Scholar perspective By | Dane Stickney
In reading the piece by Allan Tellis, DJEC’s Chier Writer, the following line stuck with me: “Students have a particularly good vantage point to assess what is going well within the educational system as well as what is not.” I would like to use this as a jumping point for my contribution to this Journal issue.
As a researcher, curriculum designer, and teacher coach, I find that honoring youths’ lived experiences and inviting students to the decision-making table is a passion. During the spring of 2020, the Critical Civic Inquiry Research Group, of which I’m a part, participated in online town hall meetings aimed at checking in with Denver Public Schools students as they navigated remote learning during the pandemic. As the students shared, we listened. One youth said, “I feel like my teachers forgot that we do still have a life, too. I still gotta go to work and work my ass off to provide for my family. The world doesn’t stop for people of color, even in a pandemic” (Hipolito-Delgado, et al., 2021, p. 7). Another participant in the Zoom meeting shared in the chat, “We’ve had the privilege to ignore this and not prepare for a situation like this. There needs to be future preparation in place, preventable measures, and intervention supports for our students in the future” (Hipolito-Delgado, et al., 2021, p. 5).
Students shared several stories and concerns. They mourned the loss of classroom and school community, described assignments as boring and lacking in rigor, and complained about poor communication from teachers, counselors, and other school professionals. Above all else, however, they wondered why no one from the district sought their expertise as students. One student said in the town hall meeting, “It would have been nice if our voices were heard at the beginning of all this” (Hipolito-Delgado, et al., 2021, p. 6).
This all begs a foundational question: Why aren’t we asking youth what they need to be successful in returning to the classroom? Too often, adults dismiss the idea of centering student voice, claiming that youth are too immature or lack the required skills to meaningfully direct their own learning. Those deficit claims, according to our research, are garbage. Instead, we’ve found that when teachers pivot to authentic student interest and allow youth to lead discussions, research, and presentations to adults, powerful things happen. Students who have participated in such classes–what we call student voice classrooms–have shown statistically significant increases in academic achievement, efficacy, and engagement, as well as growth in psychological empowerment (Kirshner, 2015; Hipolito-Delgado & Zion, 2017). In other words, they better understand themselves and their surroundings and possess the agency needed to push for equitable change.

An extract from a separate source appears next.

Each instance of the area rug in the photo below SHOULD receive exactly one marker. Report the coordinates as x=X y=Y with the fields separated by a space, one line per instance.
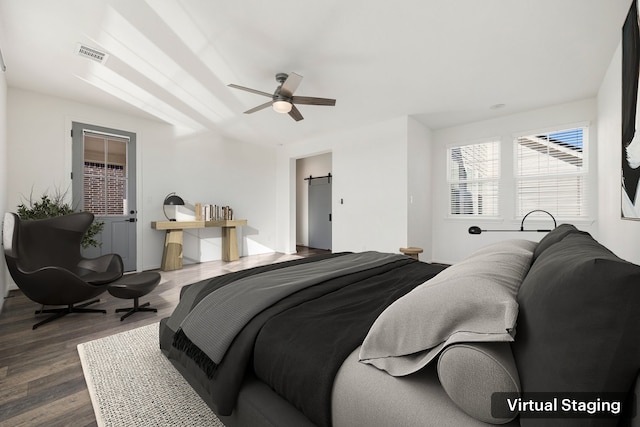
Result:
x=133 y=385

Change is hard without trailblazers, exemplars for what this radically student-centered work looks, sounds, and feels like. The Student Bill of Rights (SBoR), a group of youth from across DPS, are providing an exemplar as they work to codify a set of rights for students in the district. They request that the DPS School Board commit to bolstering student access and protections in seven areas: culture/diversity; equity; accountability; health; due process, curriculum; and, of course, student voice. Many of their demands mirror the themes prevalent in Allan’s article, including holistic approaches toward student wellbeing, culturally relevant curricula, more diverse faculty, and an overall less rigid school experience. The SBoR document begins, “We, the students of Denver Public Schools, have a vision of a district in which all students are entitled to certain rights that put students first and give them a voice and power over their own education” (DPS students, 2021, p. 2). In other words, they are making a list of demands, but central to their argument is the idea that they–the students–will have legitimate “voice and representation in administrative decision making” (DPS students, 2021, p. 6).
While that may sound like a radical act, it is also beautifully simple. In times of crisis–and make no mistake, we are still experiencing an educational crisis–I hope we will get back to the basics. If education is meant to serve youth and cultivate future leaders of our country, I believe the students themselves should have a say in what school looks like. They are the true experts of their educational experience and, as Allan’s article noted, they possess unique perspectives around which educational approaches work and which do not. Luckily, we don’t have to imagine what this might look like. The youth in SBoR have already drafted the blueprints. I can only hope our adult educational leaders are paying attention.
Dane Stickney is a senior instructor and doctoral candidate in the School of Education and Human Development at CU-Denver. In addition to his teaching, Dane is part of the Critical Civic Inquiry research collective and supports Denver Public Schools’ Student Voice & Leadership program by leading teacher training and developing curriculum.
Works cited:
Denver Public Schools Students (2021). Student bill of rights: Student visions, rights, rules and
desires. Retrieved from: https://drive.google.com/file/d/1rqZoZITAbFuP21ekTdA24NykjLkLOddE/view
Hipolito-Delgado, C. P., & Zion, S. (2017). Igniting the fire within marginalized youth: the role
of critical civic inquiry in fostering ethnic identity and civic self-efficacy. Urban
Education, 52(6), 699-716.
Hipolito-Delgado, C. P., Porras-Holguin, L. E., Stickney, D., & Kirshner, B. (2021).
Advocating for students during distance learning: the role of the professional school counselor. Professional School Counseling.
Kirshner, B. (2015). Youth activism in an era of education inequality. NYU Press.